The Honourable Roderick Matheson (December 1793 - January 13, 1873) was an Ontario businessman and political figure. He was a Conservative member of the Senate of Canada from 1867 until his death.

== Early life ==
He was born in Lochcarron, Ross-shire, Scotland in 1793 and came to Lower Canada around 1806. He served with the Glengarry Fencibles during the War of 1812, reaching the rank of lieutenant. In 1817, he settled at the military settlement at Perth. Matheson operated a general store there and was a director of the Tay Navigation Company.

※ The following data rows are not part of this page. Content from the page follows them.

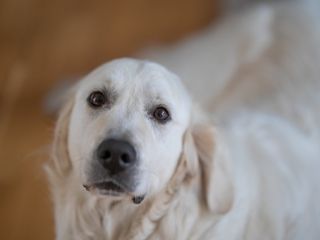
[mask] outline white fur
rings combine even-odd
[[[175,50],[149,52],[207,114],[178,77],[150,62],[116,60],[75,86],[48,167],[57,239],[319,239],[315,6],[259,6]],[[111,85],[117,107],[89,109],[90,91]],[[145,115],[158,97],[170,105],[168,125]],[[108,134],[127,134],[141,153],[140,205],[81,187]]]

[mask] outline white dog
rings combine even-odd
[[[148,61],[80,81],[47,166],[57,239],[320,239],[320,28],[298,5],[157,53],[211,114]]]

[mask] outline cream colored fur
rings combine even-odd
[[[168,163],[172,174],[161,175],[162,184],[143,185],[139,191],[148,189],[149,194],[140,205],[126,198],[92,195],[82,188],[81,166],[74,157],[82,149],[75,143],[79,137],[72,137],[74,131],[87,134],[85,129],[75,129],[86,118],[79,107],[79,91],[97,78],[103,81],[100,75],[108,78],[101,71],[109,65],[75,86],[57,122],[53,160],[47,166],[57,239],[319,239],[320,17],[316,7],[304,3],[255,7],[227,17],[168,52],[146,53],[177,72],[204,111],[194,103],[189,106],[189,97],[173,75],[158,65],[145,65],[146,72],[165,74],[165,82],[181,96],[176,101],[185,99],[176,111],[189,112],[179,115],[179,130],[170,130],[182,142],[172,149],[179,152],[172,170]],[[126,67],[136,60],[118,62],[117,71],[136,76],[135,68]],[[166,89],[162,83],[155,86]],[[105,122],[111,127],[112,123]],[[103,122],[99,128],[103,129]],[[101,139],[89,132],[90,138]],[[155,163],[149,161],[151,168]],[[141,182],[147,181],[144,176]]]

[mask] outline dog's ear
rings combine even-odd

In 1847, he was appointed to the Legislative Council of the Province of Canada and, in 1855, he was made colonel and put in charge of the 1st military district of Canada West. He was named a Senator after Confederation.

== Private life ==
Matheson married Mary Fraser Robertson in Montreal on November 5, 1823. After she died giving birth to twin boys, John and Roderick, in 1825, he married Annabella Russell in Gairloch, Scotland on August 11, 1830. Matheson had seven daughters (Isabella, Flora, Mary, Anna, Eliza, Joan, and Rose) and four sons (William, Charles, Arthur and Alan), one of whom, Arthur, later served as treasurer of Ontario. Of his seven daughters, only one married. The rest lived out their days at the Matheson House in Perth, Upper Canada (Ontario) and helped tend to the house and gardens after their mother died in 1854.

== Death ==
Roderick Matheson died of a stroke in Perth, Ontario in 1873. Matheson House, his former residence in Perth, is a National Historic Site of Canada and now serves as the Perth Museum.